Milli Mücadelenin ilk yıllarında Çankaya’da Mustafa Kemal ile bir görüşme yapan İngiliz gazeteci MissGraceEllion’un, Atatürk’ün Annesi Zübeyde Hanım ile ilgili şu anısını dinleyiniz:
(—)“Gözüm Paşa’nın yazı masası üzerinde asılı duran güzel bir Türk hanımının portresine ilişti. Ne güzel yüz, diye haykırdım. Paşa göze çarpan bir gururla:
…”Anam, ”dedi.
Onu görmenin büyük zevkine varabilir miyim? Diye sordum.
-…”Çok hastadır. Doktorlar gece, gündüz yanındadırlar. Hey hat, korkuyorum artık iyi olmayacak.”
Sonra merdivenden çıkıp hastanın dairesine gittik. Kendisini bir divan üstünde yastıklara dayanmış oturuyor görünce şaştım. İlk önce onun ölüme bu kadar yakın olduğuna inanmak güçtü.
-…”Yazık! dedi, Mustafa Kemal, O’nun ıstırabı hep benim yüzümdendir. Benim sürgün kaldığım yıllar esnasında çektiği ıstırap ve döktüğü gözyaşlarının hesabını şimdi veriyor.”

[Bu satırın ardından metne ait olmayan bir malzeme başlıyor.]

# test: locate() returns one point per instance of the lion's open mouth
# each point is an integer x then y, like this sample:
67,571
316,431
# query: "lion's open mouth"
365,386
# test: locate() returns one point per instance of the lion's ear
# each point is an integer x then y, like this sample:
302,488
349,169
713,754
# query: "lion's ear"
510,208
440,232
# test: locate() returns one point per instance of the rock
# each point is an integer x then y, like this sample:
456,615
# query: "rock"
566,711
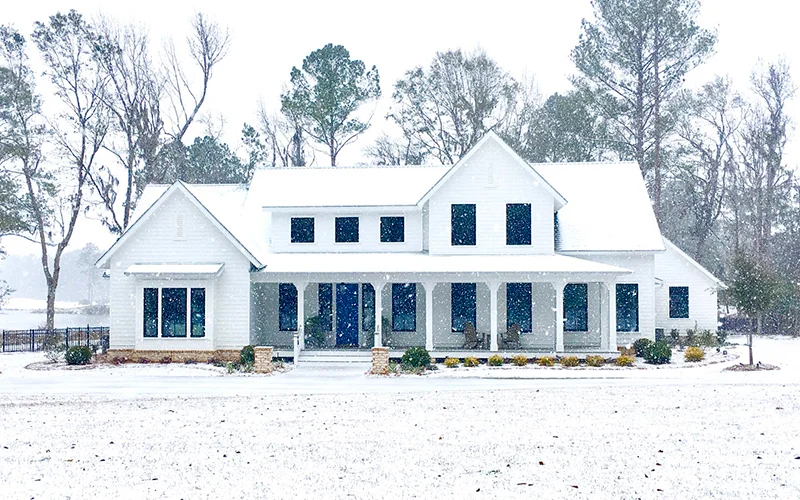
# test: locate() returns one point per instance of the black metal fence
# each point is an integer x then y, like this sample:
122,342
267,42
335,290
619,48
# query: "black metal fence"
36,340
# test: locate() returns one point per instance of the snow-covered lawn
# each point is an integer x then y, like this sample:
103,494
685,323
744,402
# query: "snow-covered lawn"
186,432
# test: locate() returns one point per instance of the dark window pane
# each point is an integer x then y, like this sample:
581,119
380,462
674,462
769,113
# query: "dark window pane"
463,310
518,224
368,308
628,308
302,230
392,229
198,312
679,302
347,230
462,223
173,312
287,307
404,307
518,306
326,306
151,312
576,307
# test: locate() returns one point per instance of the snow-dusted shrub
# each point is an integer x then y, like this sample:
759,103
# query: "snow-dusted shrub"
693,354
78,355
470,361
570,361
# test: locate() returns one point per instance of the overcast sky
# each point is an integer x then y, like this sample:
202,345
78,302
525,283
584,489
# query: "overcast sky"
533,38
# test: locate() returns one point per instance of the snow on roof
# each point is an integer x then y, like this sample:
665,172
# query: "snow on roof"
367,186
608,208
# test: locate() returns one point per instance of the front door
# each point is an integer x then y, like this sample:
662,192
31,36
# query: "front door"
347,314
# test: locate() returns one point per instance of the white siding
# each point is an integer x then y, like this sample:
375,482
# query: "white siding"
674,270
490,179
157,243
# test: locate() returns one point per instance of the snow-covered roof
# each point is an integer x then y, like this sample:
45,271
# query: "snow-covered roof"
295,187
608,208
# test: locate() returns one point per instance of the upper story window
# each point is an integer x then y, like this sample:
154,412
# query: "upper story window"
347,230
518,224
393,229
302,230
462,224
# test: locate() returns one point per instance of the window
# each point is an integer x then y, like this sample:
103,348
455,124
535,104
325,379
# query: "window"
518,224
576,307
679,302
404,307
302,230
287,307
462,300
347,230
462,225
519,305
325,306
393,229
628,308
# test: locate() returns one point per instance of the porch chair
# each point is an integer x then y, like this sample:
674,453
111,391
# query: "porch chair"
511,338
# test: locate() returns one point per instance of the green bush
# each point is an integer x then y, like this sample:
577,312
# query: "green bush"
694,354
416,357
659,353
641,346
496,360
78,355
248,355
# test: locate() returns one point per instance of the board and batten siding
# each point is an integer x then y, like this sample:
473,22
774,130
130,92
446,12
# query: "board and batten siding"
490,179
674,270
158,242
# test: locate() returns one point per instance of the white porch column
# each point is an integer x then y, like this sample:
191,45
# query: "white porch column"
429,286
378,287
493,287
559,288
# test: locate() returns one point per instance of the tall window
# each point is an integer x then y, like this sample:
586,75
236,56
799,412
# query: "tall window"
518,224
463,309
519,305
462,224
287,307
404,307
302,230
325,312
347,230
628,308
393,229
679,302
576,307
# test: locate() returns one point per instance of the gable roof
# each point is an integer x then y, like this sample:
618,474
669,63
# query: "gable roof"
491,136
221,204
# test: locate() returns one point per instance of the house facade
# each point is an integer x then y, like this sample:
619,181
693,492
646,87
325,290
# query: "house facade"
569,255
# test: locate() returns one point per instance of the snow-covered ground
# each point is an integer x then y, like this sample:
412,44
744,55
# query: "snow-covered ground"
189,432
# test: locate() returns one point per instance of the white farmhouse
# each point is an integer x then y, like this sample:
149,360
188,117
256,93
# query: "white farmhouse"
455,259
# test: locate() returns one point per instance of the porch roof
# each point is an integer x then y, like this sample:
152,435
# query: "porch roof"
422,263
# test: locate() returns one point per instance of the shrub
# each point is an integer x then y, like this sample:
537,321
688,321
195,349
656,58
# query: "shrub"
569,361
78,355
248,355
640,346
659,353
595,360
693,354
416,357
452,362
624,361
471,361
519,360
496,360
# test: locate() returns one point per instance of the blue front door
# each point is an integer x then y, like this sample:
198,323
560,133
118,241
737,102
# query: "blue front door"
347,314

Mustafa Kemal çok konuşamayacak kadar üzüntülüydü, sesinde bir keder vardı. Ben Zübeyde Hanım’a, şimdi Siz de, O’nun zaferine katılabilirsiniz dedim. Oğlunuzla kim bilir ne kadar övünüyorsunuzdur. Yaptıkları olağanüstü işlerdir. Ben; yalnız O’nun eserlerini görmüş ve O’nun la konuşmuş olmakla iftihar ediyorum dedim.
Bana heyecanla teşekkür etti ve dedi ki:
—“Allah’ın bana bu Oğul’u vatanı kurtarmak için gönderdiğine inanıyordum. Oğlum bana daima şefkatlidir…”
365 güne sığdıramayacağımız, haklarını hiçbir zaman ödemeyeceğimiz bilinciyle, Seç Haber ailesi olarak tüm annelerimizin bu şerefli gününü kutluyoruz efendim.